I was actually looking for a test site that could do that, like we have dnssec-failed.org - saves me setting up the target servers themselves
DANE requires a provider to validate DNSSEC. I know not all of them do that. DANE takes it even a step further, so I'm going to assume even fewer providers implement that
I emailed postmark if they supported STARTTLS/DANE, they replied they supported opportunistic STARTTLS. Not an outright "No" but might be a failure to understand the questions
So plenty of reasons to not assume DANE is implemented unless a provider can actually confirm it is.
Yeah, it'd be great if there were test target SMTP servers with all useful configurations to test relay SMTP server behaviour in regards to DANE.
I am now definitely curious, though I can't promise I'll find the time to set up the servers either.
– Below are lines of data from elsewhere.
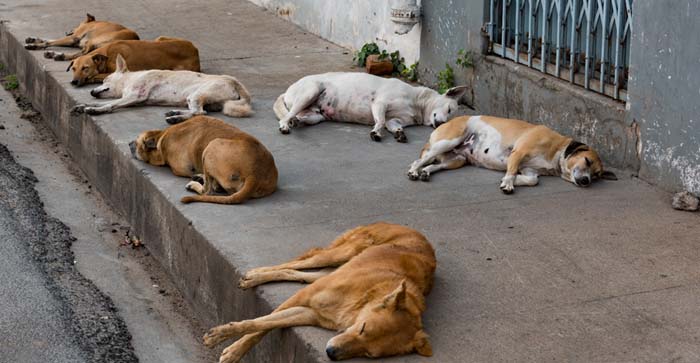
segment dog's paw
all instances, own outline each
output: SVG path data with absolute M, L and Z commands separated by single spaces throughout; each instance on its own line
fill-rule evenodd
M 30 44 L 25 44 L 25 45 L 24 45 L 24 49 L 26 49 L 26 50 L 37 50 L 37 49 L 41 49 L 41 47 L 39 47 L 39 45 L 37 45 L 37 44 L 30 43 Z
M 32 44 L 32 43 L 37 43 L 37 42 L 39 42 L 39 39 L 34 38 L 34 37 L 27 37 L 24 39 L 25 44 Z
M 170 110 L 170 111 L 168 111 L 168 112 L 165 113 L 165 117 L 177 116 L 177 115 L 179 115 L 181 112 L 182 112 L 182 111 L 178 111 L 178 110 Z
M 53 50 L 47 50 L 44 52 L 44 58 L 53 59 L 53 57 L 55 57 L 55 56 L 56 56 L 56 52 L 54 52 Z
M 420 177 L 420 175 L 415 171 L 409 171 L 406 175 L 408 175 L 408 179 L 411 179 L 413 181 L 418 180 L 418 178 Z
M 204 185 L 204 174 L 194 174 L 190 180 Z
M 179 124 L 180 122 L 185 121 L 185 120 L 187 120 L 187 118 L 185 118 L 183 116 L 179 116 L 179 115 L 178 116 L 170 116 L 170 117 L 165 118 L 165 122 L 167 122 L 171 125 Z
M 425 170 L 422 170 L 420 172 L 420 180 L 424 182 L 430 181 L 430 173 L 428 173 Z
M 53 52 L 52 52 L 53 53 Z M 46 53 L 44 53 L 44 57 L 46 56 Z M 64 61 L 66 60 L 66 55 L 63 53 L 54 53 L 53 55 L 53 60 L 55 61 Z
M 86 108 L 86 107 L 87 107 L 87 105 L 82 104 L 82 103 L 79 104 L 79 105 L 75 105 L 75 106 L 73 107 L 73 109 L 70 110 L 70 113 L 72 113 L 72 114 L 74 114 L 74 115 L 81 114 L 81 113 L 85 113 L 85 108 Z
M 501 183 L 499 188 L 501 188 L 501 191 L 503 192 L 503 194 L 513 194 L 513 192 L 515 191 L 515 188 L 513 187 L 513 185 L 508 184 L 508 183 Z
M 243 358 L 243 355 L 247 352 L 247 349 L 239 349 L 239 347 L 234 343 L 223 352 L 221 352 L 221 357 L 219 357 L 219 363 L 238 363 Z
M 227 335 L 222 334 L 223 327 L 225 327 L 225 325 L 209 329 L 209 331 L 206 334 L 204 334 L 204 337 L 202 337 L 202 342 L 204 343 L 204 346 L 206 346 L 207 348 L 213 348 L 219 345 L 224 340 L 228 339 Z
M 255 286 L 257 286 L 257 284 L 246 276 L 241 277 L 241 279 L 238 280 L 238 288 L 241 290 L 247 290 Z
M 396 139 L 396 141 L 400 142 L 400 143 L 408 142 L 408 139 L 406 138 L 406 134 L 403 132 L 403 130 L 396 131 L 396 133 L 394 134 L 394 139 Z
M 282 133 L 282 135 L 289 135 L 289 127 L 280 126 L 280 132 Z
M 105 111 L 102 111 L 101 109 L 99 109 L 97 107 L 85 107 L 83 109 L 83 112 L 85 112 L 88 115 L 99 115 L 99 114 L 105 113 Z
M 382 137 L 375 131 L 372 131 L 369 133 L 369 138 L 372 139 L 372 141 L 379 142 L 382 141 Z

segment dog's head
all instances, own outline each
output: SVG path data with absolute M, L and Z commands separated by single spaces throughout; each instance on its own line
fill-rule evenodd
M 84 30 L 83 28 L 86 28 L 88 26 L 88 24 L 92 23 L 93 21 L 95 21 L 95 17 L 90 15 L 90 13 L 88 13 L 87 16 L 85 17 L 85 20 L 81 21 L 80 24 L 78 24 L 78 26 L 75 27 L 75 29 L 67 32 L 66 36 L 69 37 L 73 34 L 82 34 L 83 33 L 82 30 Z
M 603 162 L 590 146 L 572 140 L 564 150 L 561 177 L 579 187 L 590 186 L 595 179 L 617 180 L 615 173 L 603 170 Z
M 427 120 L 427 124 L 432 127 L 438 127 L 447 122 L 457 112 L 457 101 L 462 98 L 466 90 L 467 86 L 452 87 L 445 91 L 444 95 L 436 97 L 426 110 L 426 113 L 429 112 L 429 114 L 425 115 L 423 119 Z
M 73 71 L 70 84 L 80 87 L 92 82 L 98 74 L 107 73 L 107 60 L 102 54 L 86 54 L 72 60 L 66 69 L 66 72 Z
M 129 143 L 131 155 L 143 162 L 152 165 L 162 165 L 163 155 L 158 149 L 158 139 L 163 130 L 150 130 L 142 132 L 136 140 Z
M 406 281 L 377 305 L 366 306 L 355 324 L 328 341 L 326 354 L 331 360 L 353 357 L 387 357 L 416 352 L 433 354 L 428 334 L 423 331 L 420 311 L 409 307 Z
M 117 54 L 117 66 L 115 71 L 102 81 L 102 85 L 95 87 L 90 94 L 95 98 L 121 98 L 124 89 L 125 75 L 129 73 L 126 61 L 121 54 Z

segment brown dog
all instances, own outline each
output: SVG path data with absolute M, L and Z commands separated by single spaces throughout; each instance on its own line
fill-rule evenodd
M 312 284 L 270 315 L 211 329 L 204 344 L 213 347 L 242 335 L 219 359 L 220 363 L 233 363 L 272 329 L 313 325 L 342 331 L 326 345 L 332 360 L 411 352 L 430 356 L 432 348 L 421 314 L 435 263 L 428 240 L 411 228 L 380 222 L 352 229 L 328 248 L 312 249 L 290 262 L 249 271 L 241 279 L 242 288 L 270 281 Z M 299 271 L 337 266 L 333 272 Z
M 80 56 L 68 65 L 74 86 L 102 82 L 117 69 L 117 56 L 131 71 L 149 69 L 199 72 L 199 51 L 191 42 L 168 37 L 156 40 L 118 40 Z
M 168 165 L 192 177 L 185 187 L 200 195 L 183 203 L 238 204 L 277 188 L 272 154 L 256 138 L 224 121 L 196 116 L 165 130 L 145 131 L 129 143 L 131 154 L 151 165 Z M 213 195 L 225 192 L 228 195 Z
M 66 33 L 66 36 L 56 40 L 42 40 L 29 37 L 24 48 L 29 50 L 45 49 L 47 47 L 72 47 L 81 48 L 79 52 L 66 55 L 64 53 L 46 51 L 44 57 L 54 60 L 72 60 L 83 54 L 88 54 L 109 42 L 115 40 L 138 40 L 139 36 L 135 31 L 122 25 L 107 21 L 95 21 L 95 17 L 87 14 L 87 19 L 80 23 L 75 29 Z

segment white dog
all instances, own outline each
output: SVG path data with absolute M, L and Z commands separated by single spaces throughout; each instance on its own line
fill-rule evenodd
M 129 72 L 121 55 L 117 56 L 116 71 L 105 78 L 101 86 L 90 91 L 96 98 L 117 98 L 95 105 L 77 105 L 75 112 L 90 115 L 109 113 L 133 105 L 168 105 L 187 107 L 165 114 L 169 124 L 176 124 L 210 111 L 228 116 L 246 117 L 252 114 L 250 94 L 236 78 L 190 71 L 149 70 Z
M 374 125 L 370 137 L 381 141 L 386 127 L 398 142 L 406 142 L 409 125 L 437 127 L 452 118 L 466 87 L 453 87 L 444 95 L 427 87 L 414 87 L 394 78 L 366 73 L 325 73 L 306 76 L 280 95 L 274 111 L 280 132 L 300 123 L 324 120 Z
DANE on top of DNSSEC is merely a policy (retry rules and no fallback to unencrypted comms), so it is relatively simple to implement — though you are right that this doesn't mean it is!
I think adding gmail as the largest email provider to your list of mail services to check is also useful.
Have you tested with a target SMTP server that is:
a. Properly configured for DANE
b. Misconfigured (eg. TLSA record conflicts what the server requires for TLS) to simulate MITM attack
c. Unconfigured to simulate downgrade attack
In essence, it seems simple enough that I would expect all larger providers to respect DANE, so I am curious what makes you think they aren't?